I mulled what he’d said, reaching back, trying to analyze if I’d ever felt something similar. I hadn’t. But then again, before t
his week, I hadn’t been a healer either. And that might just be the gist of it.
“I wasn’t a healer before, it was all repressed, right?” My throat still felt raw. “But all those doors were blown off. Before, when I had to use force on the job, it felt vaguely wrong, but I always thought it was a morality thing. It was nothing like this. Never anything like this.”
He sat back, a considering look on his chiseled face. “Do you think this might have been back blow of some kind? That you can’t use force anymore without it harming you, in return.”
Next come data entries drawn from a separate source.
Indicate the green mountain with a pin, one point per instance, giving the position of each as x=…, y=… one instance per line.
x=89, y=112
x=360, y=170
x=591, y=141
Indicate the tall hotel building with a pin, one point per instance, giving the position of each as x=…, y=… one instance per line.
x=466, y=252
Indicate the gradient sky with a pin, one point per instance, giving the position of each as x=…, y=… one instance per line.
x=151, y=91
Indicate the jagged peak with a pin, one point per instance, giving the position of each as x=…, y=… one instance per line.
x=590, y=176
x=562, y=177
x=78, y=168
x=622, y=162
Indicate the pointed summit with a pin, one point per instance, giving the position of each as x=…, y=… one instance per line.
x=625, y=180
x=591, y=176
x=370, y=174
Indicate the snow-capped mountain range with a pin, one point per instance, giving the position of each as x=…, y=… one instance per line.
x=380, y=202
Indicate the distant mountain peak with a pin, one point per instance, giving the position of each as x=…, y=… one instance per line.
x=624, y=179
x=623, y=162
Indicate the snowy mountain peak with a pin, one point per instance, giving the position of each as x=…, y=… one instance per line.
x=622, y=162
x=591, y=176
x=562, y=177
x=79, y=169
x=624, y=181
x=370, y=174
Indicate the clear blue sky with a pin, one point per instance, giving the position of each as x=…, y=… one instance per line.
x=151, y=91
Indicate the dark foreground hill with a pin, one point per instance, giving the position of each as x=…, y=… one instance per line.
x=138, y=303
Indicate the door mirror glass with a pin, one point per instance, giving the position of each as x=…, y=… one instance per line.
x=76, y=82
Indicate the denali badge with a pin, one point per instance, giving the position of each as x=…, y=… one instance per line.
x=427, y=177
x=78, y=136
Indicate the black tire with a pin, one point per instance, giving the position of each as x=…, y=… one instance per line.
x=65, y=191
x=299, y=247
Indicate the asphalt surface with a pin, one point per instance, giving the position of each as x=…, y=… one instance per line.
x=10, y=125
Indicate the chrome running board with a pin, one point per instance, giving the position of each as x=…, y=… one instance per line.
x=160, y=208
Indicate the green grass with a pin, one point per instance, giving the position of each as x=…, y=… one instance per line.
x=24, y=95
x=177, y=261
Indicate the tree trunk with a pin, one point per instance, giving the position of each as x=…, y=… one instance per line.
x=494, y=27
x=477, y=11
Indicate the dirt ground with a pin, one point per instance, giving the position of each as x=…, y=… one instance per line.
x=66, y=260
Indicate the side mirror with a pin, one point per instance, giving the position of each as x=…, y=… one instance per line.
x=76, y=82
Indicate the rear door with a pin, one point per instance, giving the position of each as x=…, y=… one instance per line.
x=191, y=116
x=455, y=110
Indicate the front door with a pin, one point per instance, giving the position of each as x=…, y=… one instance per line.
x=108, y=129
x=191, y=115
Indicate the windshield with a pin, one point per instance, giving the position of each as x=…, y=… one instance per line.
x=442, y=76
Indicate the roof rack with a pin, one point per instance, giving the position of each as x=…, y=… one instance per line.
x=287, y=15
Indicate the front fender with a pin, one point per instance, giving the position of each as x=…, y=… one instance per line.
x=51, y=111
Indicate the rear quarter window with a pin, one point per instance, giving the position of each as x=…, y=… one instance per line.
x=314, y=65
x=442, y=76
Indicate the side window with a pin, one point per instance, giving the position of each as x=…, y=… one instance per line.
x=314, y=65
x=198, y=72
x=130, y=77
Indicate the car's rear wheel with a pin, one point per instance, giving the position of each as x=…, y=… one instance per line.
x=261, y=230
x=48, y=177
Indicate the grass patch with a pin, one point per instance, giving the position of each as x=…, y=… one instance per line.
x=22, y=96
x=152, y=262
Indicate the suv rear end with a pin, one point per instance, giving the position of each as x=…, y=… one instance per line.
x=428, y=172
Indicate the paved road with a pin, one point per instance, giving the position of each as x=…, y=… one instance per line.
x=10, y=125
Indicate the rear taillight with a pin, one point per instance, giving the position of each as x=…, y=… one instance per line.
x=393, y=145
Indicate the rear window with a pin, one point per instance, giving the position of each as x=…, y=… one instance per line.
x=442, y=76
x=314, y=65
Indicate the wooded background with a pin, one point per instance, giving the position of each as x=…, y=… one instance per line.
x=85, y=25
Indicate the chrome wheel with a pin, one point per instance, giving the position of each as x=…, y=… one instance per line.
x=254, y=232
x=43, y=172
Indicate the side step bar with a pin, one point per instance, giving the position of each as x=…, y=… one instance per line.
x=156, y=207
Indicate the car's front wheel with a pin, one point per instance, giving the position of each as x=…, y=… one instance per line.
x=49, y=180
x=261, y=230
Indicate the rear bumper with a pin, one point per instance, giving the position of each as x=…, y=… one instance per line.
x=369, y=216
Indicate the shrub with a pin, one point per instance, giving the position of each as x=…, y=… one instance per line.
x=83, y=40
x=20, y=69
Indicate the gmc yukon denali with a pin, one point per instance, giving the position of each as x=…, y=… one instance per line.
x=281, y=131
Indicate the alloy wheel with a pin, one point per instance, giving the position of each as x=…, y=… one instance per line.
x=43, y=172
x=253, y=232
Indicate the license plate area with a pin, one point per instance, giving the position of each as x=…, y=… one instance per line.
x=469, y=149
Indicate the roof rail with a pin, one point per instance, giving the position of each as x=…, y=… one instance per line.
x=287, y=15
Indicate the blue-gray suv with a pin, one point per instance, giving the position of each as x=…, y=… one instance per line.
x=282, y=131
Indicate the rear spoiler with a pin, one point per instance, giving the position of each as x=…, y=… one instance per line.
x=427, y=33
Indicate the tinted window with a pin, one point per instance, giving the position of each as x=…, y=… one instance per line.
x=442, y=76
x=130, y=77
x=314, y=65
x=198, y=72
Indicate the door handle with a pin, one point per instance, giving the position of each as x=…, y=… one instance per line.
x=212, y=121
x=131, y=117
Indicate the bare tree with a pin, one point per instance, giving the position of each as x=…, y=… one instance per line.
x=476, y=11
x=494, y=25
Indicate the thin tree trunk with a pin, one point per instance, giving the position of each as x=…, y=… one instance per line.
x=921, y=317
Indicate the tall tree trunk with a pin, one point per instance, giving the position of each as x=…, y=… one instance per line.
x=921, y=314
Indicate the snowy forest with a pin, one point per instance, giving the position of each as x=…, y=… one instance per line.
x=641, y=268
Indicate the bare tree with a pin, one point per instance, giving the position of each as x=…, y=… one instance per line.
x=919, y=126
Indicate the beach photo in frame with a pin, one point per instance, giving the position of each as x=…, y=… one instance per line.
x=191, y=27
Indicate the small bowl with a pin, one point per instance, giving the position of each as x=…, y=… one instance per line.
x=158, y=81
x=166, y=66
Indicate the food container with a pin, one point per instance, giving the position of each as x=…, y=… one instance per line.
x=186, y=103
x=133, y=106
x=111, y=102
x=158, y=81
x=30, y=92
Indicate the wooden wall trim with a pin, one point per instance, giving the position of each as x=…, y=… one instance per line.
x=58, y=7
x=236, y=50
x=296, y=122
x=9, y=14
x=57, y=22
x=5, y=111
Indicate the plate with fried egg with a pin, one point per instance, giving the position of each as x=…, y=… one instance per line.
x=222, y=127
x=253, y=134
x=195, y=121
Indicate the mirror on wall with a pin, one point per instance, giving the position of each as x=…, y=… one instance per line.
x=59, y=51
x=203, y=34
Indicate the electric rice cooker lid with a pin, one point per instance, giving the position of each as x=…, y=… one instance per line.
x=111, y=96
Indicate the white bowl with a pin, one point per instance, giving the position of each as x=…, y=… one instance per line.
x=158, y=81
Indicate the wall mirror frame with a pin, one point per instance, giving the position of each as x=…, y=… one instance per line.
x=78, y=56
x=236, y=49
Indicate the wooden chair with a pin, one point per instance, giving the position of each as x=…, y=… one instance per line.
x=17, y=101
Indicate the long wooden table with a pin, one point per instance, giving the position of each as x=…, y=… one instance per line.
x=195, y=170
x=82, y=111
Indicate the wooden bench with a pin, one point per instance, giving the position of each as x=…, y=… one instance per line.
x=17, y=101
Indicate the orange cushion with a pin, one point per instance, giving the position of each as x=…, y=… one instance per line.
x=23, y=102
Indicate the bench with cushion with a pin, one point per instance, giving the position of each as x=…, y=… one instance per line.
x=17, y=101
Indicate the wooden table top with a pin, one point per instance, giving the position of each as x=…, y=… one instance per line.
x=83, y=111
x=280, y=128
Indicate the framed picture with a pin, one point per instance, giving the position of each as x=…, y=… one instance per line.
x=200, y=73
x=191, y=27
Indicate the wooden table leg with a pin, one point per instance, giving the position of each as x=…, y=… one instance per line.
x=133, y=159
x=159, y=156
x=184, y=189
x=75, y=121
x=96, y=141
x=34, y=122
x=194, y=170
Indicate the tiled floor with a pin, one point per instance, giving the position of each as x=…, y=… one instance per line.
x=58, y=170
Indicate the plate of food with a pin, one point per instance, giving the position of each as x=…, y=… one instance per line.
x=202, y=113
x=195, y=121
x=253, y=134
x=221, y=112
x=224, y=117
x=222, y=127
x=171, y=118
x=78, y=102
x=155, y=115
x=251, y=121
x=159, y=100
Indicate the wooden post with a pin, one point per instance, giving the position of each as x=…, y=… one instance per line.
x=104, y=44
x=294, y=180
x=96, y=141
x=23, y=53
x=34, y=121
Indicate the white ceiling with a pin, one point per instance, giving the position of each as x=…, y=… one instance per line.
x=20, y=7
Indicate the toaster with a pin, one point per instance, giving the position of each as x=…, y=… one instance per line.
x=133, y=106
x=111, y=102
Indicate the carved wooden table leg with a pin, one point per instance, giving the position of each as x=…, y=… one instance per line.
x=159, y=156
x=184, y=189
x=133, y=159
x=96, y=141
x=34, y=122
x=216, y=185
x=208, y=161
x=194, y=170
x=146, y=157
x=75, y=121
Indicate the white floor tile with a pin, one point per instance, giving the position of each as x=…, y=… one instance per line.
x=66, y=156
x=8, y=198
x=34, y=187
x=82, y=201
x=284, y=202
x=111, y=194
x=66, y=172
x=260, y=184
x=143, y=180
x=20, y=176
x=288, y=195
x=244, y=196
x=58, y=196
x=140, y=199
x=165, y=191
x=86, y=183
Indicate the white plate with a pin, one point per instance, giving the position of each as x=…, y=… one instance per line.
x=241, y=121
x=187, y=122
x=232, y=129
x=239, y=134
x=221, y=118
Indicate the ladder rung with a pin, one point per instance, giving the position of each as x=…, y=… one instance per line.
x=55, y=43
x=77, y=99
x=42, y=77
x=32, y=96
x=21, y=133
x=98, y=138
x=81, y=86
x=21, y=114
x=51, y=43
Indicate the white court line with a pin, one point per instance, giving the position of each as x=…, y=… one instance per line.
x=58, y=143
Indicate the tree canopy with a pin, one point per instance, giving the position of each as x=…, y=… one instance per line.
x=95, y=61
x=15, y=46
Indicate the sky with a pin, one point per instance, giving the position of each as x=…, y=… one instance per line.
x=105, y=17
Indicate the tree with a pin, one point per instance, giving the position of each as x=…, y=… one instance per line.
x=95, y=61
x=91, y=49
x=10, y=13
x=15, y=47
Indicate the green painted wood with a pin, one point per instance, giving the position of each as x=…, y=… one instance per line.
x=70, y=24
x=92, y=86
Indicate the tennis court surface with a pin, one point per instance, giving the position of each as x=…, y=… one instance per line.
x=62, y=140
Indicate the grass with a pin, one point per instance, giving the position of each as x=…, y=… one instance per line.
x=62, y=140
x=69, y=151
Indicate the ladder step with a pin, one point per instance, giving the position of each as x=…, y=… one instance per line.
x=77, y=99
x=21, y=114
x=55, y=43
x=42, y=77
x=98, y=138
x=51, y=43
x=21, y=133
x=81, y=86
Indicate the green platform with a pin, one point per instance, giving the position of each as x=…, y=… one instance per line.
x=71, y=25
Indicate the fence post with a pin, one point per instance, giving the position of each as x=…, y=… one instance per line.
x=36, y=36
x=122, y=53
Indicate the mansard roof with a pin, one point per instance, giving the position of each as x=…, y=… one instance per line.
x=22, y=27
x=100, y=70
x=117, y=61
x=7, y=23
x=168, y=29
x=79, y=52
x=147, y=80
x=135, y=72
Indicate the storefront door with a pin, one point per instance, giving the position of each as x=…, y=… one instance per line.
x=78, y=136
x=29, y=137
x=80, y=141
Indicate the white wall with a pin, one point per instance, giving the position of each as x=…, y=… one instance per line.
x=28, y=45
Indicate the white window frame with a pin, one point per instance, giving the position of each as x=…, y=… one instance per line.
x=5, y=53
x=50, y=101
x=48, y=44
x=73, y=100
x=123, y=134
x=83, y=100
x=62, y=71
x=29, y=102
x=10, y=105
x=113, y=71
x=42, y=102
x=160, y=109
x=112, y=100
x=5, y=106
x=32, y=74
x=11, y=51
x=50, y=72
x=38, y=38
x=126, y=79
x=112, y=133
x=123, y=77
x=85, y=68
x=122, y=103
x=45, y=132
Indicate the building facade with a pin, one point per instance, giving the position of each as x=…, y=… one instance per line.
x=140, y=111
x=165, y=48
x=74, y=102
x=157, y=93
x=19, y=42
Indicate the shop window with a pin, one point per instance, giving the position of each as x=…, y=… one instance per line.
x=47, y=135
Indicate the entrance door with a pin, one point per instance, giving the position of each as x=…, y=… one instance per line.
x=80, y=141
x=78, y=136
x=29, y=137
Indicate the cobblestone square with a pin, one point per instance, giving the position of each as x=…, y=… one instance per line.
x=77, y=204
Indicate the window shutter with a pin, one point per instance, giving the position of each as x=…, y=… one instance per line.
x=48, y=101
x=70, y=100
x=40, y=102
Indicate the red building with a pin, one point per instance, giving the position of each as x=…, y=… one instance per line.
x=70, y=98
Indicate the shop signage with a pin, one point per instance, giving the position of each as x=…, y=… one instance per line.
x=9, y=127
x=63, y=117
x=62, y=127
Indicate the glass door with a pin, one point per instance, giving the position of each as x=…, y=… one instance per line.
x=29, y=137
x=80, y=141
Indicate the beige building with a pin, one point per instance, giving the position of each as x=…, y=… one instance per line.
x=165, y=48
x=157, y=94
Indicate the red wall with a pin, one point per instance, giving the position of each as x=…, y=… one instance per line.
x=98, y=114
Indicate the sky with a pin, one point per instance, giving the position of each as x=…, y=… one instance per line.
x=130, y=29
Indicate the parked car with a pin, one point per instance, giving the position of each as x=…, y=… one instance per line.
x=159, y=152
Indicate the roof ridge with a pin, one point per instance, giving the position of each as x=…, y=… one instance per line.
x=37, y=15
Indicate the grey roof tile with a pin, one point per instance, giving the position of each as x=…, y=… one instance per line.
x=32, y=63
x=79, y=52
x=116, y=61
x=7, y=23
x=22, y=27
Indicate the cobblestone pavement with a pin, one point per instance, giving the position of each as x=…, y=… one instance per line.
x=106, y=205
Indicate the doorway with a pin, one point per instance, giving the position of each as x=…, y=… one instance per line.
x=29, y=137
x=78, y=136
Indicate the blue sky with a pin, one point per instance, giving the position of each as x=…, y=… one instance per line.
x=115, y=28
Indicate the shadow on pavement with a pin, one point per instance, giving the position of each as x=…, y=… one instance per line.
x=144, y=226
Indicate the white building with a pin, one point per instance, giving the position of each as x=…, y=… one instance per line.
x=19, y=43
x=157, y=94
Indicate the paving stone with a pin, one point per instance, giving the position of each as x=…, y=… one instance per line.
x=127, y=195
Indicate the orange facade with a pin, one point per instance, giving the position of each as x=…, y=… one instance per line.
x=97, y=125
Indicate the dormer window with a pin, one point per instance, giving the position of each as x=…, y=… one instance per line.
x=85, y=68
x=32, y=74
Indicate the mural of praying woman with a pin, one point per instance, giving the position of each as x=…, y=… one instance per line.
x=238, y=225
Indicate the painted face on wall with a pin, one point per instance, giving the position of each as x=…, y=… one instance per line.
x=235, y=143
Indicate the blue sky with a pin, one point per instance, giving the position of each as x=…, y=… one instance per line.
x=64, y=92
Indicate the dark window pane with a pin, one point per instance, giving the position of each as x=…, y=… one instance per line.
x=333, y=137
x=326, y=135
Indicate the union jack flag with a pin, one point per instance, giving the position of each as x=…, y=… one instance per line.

I hadn’t thought of it in exactly those terms, but that sounded right. Really right. “Maybe,” I hedged, not willing to go there quite yet, not in my own head, and not with Heath. I swung my legs over the side of the exam table. The screaming in my skull had subsided to a thumping worthy of a brass band, but it was tolerable.
It was time to shift the focus from me to what we’d learned from Trang.
“What did he tell us that we didn’t already know, really?” I intentionally left Tori’s part in the breeding program out. I couldn’t go there without wanting to walk over and throat punch him all over again, even if it killed me.
Heath understood, veered away from that piece. “Primarily that everyone thinks I’m powerless. Trang didn’t even seem to remember me turning him into a briquette. Only our group knows.”
“And that’s a pretty select group of people,” I finished. “How do we use that when we find Grace?”
“I don’t know,” he said, exhaustion souring his tone.
Afternoon sunlight filtered through the hospital windows, the yellow fresh and clean like the cool spring day outside. I needed to feel that air, needed to bring it deep into my lungs, cleanse Trang’s taint from my blood.
“Let’s get out of here,” I said, and pushed off the bed. There wasn’t anything more for us to do here besides be frustrated, and potentially homicidal. Given how much hurting Trang had disabled me, the further away from him I was the happier I’d be. And Heath needed to get away as well.